Oklahomans concerned about potentially complex child custody disputes may soon find relief in some new ideas about parenting. Experts say that custody laws are changing across the nation, and states like South Dakota, Utah, Minnesota and Missouri have already created new statutes that support the practice of shared parenting. These laws reportedly take a more even-handed approach to determining who should be awarded custody and how visitation rights are structured.

Although only a few jurisdictions have actually implemented new rules, news sources claim that some 20 states have had pending reforms in the works since 2015. In places like Arizona, courts focus on promoting parenting time and equal distribution of responsibilities.

State governments that observe successes with new laws in neighboring regions may be prone to follow suit by enacting similar rules on their own turf. A number of research efforts have also produced results that claim shared-parenting custody models have positive impacts on the welfare of children. During custody disputes, these laws could make it easier for fathers to argue their cases without fearing that judges will deny their custody requests simply because of their gender or the ages of their children.

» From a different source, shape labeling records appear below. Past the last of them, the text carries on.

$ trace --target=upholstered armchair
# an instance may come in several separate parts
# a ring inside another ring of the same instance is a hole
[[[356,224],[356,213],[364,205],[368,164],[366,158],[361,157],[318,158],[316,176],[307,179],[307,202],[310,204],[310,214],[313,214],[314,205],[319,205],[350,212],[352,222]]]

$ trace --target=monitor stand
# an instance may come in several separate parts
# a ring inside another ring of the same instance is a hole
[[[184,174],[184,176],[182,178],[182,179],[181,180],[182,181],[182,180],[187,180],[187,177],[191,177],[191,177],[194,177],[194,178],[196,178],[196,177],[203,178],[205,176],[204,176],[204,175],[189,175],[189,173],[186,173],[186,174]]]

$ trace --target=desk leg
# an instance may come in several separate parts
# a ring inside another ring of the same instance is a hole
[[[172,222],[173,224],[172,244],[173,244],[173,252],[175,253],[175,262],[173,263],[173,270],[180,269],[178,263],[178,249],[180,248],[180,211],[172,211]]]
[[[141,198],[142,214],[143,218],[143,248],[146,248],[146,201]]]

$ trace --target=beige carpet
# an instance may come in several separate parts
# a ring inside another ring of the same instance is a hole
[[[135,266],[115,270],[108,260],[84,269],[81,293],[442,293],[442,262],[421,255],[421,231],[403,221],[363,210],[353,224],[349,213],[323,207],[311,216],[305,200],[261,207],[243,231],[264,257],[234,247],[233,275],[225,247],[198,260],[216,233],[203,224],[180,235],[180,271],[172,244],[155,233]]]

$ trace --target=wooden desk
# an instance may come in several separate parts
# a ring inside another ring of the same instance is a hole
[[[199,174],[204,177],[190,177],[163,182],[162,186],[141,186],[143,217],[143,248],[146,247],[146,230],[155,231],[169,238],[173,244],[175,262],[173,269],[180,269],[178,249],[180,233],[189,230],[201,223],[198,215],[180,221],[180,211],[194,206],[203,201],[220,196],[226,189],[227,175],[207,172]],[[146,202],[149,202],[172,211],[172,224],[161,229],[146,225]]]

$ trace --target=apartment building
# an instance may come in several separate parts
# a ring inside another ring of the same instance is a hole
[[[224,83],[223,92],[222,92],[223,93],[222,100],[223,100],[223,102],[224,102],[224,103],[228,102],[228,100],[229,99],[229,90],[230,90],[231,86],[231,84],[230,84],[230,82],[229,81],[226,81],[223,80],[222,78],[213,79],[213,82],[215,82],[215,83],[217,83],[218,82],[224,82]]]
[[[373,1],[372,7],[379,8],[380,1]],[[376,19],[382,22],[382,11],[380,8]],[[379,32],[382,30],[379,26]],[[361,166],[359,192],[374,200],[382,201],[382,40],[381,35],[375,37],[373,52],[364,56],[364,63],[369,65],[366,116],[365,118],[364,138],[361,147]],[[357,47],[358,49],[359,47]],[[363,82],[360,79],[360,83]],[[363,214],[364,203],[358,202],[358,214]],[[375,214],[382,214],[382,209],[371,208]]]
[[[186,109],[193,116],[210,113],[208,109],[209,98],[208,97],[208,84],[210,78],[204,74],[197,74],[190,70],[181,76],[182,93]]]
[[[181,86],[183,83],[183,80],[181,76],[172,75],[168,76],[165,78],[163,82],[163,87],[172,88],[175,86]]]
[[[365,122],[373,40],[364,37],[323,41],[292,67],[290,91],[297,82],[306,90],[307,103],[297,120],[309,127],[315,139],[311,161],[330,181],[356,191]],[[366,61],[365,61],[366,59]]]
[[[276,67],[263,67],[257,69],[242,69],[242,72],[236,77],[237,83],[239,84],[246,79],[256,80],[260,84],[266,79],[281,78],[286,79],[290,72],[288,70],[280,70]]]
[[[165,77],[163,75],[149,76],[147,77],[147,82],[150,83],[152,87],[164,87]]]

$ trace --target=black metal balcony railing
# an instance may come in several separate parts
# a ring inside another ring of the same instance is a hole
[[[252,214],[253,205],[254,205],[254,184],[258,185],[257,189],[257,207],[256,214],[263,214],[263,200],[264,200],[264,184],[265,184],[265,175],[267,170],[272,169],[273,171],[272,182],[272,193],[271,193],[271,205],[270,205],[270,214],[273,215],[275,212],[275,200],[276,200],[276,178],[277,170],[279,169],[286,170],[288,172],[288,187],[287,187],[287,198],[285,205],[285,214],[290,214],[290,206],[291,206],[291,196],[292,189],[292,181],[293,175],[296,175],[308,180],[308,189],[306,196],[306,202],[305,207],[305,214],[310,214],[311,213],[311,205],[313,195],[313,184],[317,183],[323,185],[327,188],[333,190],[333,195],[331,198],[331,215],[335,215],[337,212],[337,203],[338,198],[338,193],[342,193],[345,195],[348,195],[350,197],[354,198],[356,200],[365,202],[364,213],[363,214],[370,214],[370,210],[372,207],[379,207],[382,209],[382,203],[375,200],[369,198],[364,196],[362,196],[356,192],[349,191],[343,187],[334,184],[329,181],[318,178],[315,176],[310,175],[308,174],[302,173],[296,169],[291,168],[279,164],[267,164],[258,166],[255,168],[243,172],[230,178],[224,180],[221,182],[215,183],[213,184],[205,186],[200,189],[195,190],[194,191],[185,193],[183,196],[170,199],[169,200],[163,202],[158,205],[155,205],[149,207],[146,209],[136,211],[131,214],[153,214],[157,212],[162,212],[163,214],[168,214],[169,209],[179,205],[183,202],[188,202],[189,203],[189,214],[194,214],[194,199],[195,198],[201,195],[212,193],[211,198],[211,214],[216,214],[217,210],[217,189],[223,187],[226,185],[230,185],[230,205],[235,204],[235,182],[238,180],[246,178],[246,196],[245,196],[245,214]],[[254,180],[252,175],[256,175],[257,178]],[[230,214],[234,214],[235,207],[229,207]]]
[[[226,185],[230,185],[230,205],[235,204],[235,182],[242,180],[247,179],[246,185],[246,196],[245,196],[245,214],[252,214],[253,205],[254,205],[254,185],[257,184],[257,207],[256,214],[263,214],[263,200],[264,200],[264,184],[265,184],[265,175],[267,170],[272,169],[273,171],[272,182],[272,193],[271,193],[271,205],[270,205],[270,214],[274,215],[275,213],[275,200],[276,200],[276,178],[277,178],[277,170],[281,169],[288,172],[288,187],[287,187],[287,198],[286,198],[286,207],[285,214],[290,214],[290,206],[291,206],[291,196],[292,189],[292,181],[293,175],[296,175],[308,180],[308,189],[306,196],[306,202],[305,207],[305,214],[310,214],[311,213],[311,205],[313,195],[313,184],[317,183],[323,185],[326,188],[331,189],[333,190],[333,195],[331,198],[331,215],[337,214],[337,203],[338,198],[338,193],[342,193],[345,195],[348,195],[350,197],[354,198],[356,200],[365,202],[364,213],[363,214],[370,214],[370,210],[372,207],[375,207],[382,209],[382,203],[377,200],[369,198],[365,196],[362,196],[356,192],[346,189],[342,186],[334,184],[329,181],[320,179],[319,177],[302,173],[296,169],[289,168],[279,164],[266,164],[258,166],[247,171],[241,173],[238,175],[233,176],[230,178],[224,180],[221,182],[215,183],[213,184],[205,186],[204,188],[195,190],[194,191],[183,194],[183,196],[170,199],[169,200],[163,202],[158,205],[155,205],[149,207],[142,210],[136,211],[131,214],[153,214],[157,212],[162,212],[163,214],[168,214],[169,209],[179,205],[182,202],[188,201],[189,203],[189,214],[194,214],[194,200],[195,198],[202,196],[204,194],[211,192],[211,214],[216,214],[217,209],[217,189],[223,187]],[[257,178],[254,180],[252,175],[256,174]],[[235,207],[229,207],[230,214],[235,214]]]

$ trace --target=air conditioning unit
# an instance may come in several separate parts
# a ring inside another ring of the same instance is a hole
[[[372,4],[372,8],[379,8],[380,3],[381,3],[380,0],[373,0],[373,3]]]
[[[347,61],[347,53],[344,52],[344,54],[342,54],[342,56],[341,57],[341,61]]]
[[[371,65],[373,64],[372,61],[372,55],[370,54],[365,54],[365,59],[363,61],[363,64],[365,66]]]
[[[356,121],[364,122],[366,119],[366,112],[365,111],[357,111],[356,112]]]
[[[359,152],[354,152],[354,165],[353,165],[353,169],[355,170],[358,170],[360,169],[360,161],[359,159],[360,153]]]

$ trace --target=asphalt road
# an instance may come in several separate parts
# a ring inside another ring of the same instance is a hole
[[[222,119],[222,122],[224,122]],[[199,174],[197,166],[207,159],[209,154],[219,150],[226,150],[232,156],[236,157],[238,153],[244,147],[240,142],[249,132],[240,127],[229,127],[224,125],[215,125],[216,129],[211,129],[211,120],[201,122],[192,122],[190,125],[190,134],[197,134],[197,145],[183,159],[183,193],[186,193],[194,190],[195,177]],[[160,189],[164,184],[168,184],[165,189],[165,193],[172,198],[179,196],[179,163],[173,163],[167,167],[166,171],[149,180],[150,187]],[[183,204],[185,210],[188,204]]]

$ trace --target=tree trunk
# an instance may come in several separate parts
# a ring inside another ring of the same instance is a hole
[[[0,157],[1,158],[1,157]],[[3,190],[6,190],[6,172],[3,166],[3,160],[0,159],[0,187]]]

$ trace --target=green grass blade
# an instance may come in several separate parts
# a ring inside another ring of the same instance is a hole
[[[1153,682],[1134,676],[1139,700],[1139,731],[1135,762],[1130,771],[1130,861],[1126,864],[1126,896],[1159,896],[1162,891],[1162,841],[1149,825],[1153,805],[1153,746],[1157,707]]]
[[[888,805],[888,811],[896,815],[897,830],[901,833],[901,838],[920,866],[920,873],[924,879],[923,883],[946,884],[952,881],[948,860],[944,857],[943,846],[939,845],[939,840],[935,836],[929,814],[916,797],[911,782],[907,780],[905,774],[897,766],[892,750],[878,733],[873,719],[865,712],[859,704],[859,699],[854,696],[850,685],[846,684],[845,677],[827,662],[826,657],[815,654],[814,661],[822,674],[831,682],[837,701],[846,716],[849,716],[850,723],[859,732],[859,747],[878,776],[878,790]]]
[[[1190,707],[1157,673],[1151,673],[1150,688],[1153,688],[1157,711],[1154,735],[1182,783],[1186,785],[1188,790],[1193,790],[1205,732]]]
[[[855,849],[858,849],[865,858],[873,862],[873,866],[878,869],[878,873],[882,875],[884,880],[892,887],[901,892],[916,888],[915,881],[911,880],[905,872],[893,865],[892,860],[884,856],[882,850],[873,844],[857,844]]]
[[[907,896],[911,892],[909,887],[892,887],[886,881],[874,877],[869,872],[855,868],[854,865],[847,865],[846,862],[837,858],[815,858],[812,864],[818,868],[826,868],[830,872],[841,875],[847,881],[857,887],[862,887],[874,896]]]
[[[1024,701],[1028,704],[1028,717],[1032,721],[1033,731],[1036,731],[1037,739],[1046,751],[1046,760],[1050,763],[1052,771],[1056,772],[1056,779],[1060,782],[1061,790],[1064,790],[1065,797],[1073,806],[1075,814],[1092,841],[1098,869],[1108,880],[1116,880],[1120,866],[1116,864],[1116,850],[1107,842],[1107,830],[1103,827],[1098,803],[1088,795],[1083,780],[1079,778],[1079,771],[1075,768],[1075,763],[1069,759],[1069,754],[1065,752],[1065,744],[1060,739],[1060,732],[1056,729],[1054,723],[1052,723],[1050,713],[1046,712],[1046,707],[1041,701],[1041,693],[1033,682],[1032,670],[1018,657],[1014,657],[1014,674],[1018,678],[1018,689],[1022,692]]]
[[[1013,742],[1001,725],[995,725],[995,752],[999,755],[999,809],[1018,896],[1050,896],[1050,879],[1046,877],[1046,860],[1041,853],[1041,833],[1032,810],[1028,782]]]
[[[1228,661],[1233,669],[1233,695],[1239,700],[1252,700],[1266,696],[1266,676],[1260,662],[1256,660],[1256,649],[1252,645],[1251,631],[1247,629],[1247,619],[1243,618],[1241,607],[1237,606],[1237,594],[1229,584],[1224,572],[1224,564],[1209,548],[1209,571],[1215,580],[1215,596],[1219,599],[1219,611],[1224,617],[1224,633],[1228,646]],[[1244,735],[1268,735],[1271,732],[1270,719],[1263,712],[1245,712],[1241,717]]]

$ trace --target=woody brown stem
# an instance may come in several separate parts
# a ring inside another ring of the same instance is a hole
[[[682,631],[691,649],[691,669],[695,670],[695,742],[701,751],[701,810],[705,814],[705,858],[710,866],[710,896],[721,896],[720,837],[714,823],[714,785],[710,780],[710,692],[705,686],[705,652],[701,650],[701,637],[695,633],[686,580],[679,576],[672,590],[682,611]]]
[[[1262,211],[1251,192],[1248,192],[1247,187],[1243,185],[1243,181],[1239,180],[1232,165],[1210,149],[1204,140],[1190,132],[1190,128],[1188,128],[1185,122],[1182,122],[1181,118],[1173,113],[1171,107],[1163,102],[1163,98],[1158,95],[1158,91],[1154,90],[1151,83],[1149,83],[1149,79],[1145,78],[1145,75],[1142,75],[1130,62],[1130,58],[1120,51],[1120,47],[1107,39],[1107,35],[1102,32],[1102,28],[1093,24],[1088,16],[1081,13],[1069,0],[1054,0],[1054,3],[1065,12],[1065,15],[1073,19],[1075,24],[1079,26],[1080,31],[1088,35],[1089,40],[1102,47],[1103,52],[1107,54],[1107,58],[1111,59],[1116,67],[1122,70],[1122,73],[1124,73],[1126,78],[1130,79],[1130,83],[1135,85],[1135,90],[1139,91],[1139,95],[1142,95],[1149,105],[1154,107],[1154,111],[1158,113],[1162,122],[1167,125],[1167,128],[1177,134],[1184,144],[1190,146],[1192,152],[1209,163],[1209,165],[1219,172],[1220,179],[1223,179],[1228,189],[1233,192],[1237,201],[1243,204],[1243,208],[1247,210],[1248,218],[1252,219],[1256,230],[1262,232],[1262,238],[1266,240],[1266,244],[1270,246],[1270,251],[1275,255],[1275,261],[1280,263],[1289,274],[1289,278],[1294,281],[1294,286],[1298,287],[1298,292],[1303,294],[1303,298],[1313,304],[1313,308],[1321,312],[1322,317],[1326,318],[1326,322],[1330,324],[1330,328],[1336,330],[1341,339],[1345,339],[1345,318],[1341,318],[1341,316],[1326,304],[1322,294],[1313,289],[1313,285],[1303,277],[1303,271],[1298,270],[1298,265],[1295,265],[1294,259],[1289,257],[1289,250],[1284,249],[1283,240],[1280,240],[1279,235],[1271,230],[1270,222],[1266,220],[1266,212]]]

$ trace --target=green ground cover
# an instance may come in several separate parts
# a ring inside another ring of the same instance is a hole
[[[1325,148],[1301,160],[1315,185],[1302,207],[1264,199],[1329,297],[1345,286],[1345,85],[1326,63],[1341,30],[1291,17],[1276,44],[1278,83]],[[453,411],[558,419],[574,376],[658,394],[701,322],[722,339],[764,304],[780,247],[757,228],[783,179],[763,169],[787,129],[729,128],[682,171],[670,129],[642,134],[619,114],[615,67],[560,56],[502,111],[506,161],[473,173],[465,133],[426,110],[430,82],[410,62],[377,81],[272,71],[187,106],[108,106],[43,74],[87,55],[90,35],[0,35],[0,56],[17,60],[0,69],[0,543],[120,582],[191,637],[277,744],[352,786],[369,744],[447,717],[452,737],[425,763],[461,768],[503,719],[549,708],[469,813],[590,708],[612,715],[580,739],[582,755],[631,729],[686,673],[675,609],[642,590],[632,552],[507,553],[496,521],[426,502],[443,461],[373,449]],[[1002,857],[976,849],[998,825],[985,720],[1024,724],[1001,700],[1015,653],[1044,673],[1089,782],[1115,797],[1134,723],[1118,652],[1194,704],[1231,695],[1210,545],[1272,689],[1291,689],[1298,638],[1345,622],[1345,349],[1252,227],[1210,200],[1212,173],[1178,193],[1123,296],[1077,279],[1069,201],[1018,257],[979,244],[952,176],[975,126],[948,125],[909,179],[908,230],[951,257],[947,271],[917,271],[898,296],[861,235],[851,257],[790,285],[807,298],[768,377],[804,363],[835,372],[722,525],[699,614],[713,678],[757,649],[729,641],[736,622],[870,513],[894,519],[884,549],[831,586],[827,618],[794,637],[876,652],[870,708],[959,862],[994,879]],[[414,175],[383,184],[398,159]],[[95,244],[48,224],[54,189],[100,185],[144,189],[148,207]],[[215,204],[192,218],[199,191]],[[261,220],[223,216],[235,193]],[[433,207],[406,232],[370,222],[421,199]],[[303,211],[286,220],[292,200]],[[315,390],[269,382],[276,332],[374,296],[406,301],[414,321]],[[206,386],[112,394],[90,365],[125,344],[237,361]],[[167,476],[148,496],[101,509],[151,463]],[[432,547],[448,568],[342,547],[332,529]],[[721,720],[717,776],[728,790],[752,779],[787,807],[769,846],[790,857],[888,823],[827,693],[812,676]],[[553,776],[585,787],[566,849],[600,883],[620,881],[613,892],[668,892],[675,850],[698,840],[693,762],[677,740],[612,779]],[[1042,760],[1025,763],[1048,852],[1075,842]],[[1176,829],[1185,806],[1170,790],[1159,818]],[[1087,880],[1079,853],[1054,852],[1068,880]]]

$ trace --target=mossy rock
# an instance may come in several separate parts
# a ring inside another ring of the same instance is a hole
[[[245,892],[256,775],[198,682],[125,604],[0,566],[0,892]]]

Parents who think they'll have to deal with child custody battles may find that evolving laws provide them with new advantages, but such regulations don't change overnight. Political pushback and conflicting opinions on family matters could make it difficult to leave the fate of a family up to legislators. It's important to have a solid understanding of existing laws and the procedures one needs to follow to make a case before a judge. Parents might find it helpful to consult with an attorney who can help them formulate sound plans prior to seeking formal resolution.